I need to build a low-latency, single-cycle hardware module to find the index and value of the maximum element in an array. Currently, I am using a comparator tree, but the latency is unsatisfactory. So are there any other algorithms that might have lower latency?
I expect the input array to be large (256 to 4096 elements) and the values to be small (3 to 5 bits). Also, I expect the array to be sparse i.e. many small values and few large values.
I am primarily concerned with latency; area is not quite as important.

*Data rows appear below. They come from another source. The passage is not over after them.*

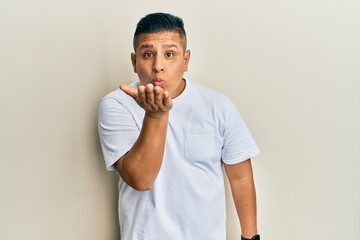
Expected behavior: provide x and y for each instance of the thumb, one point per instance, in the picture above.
(132, 92)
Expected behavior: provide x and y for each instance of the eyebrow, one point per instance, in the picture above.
(147, 46)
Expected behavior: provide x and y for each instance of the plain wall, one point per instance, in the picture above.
(292, 68)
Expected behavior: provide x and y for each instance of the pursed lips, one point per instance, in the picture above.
(158, 82)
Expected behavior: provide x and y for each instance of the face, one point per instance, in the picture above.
(161, 60)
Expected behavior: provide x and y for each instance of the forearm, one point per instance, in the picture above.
(141, 165)
(245, 201)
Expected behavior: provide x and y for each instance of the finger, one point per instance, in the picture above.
(158, 96)
(167, 100)
(132, 92)
(149, 94)
(141, 95)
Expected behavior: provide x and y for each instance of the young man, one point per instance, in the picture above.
(168, 138)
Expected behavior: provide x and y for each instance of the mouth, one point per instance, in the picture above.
(158, 82)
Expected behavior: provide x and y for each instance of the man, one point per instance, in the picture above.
(168, 139)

My current implementation that uses a comparator tree looks something like this:
implicit class reduceTreeOp[A](seq: Seq[A]) {
def reduceTree[B >: A](op: (B, B) => B): B = {
if(seq.length == 0)
throw new NoSuchElementException("cannot reduce empty Seq")
var rseq: Seq[B] = seq
while(rseq.length != 1)
rseq = rseq.grouped(2).toSeq
.map(s => if(s.length == 1) s(0) else op(s(0), s(1)))
rseq(0)
}
}
val (value, index) = array
.zipWithIndex
.map{case (v, i) => (v, i.U)}
.reduceTree[(UInt, UInt)]{case ((val1, idx1), (val2, idx2)) =>
val is1 = val1 >= idx2
( Mux(is1, val1, idx2),
Mux(is1, idx1, idx2))
}
FWIW this is designed for 7nm hardware; though I doubt this actually matters to my question.
I found an algorithm that works by inverting the array. Essentially, a new array is created with a slot for each possible value, each element of the original array is sorted into a slot depending on the value, and finally, the new array can be priority encoded to find the highest slot with an element.
The implementation looks something like the following:
// VALUE_SPACE: number of possible values
val exists = WireDefault(VecInit(Seq.fill(VALUE_SPACE)(false.B)))
val index = Wire(Vec(VALUE_SPACE, UInt(log2ceil(array.length).W)))
index := DontCare
array.zipWithIndex.foreach{case (v, i) =>
exists(v) := true.B
index(v) := i.U
}
maxVal := VALUE_SPACE.U - PriorityEncoder(exists.reverse)
maxidx := PriorityMux(exists.reverse, index.reverse)
This algorithm gave me approximately 2.5x speedup over the comparator tree when using an array with 256 4-bit elements. However, it used much more area, and it probably only has benefit if the number of possible values is very small.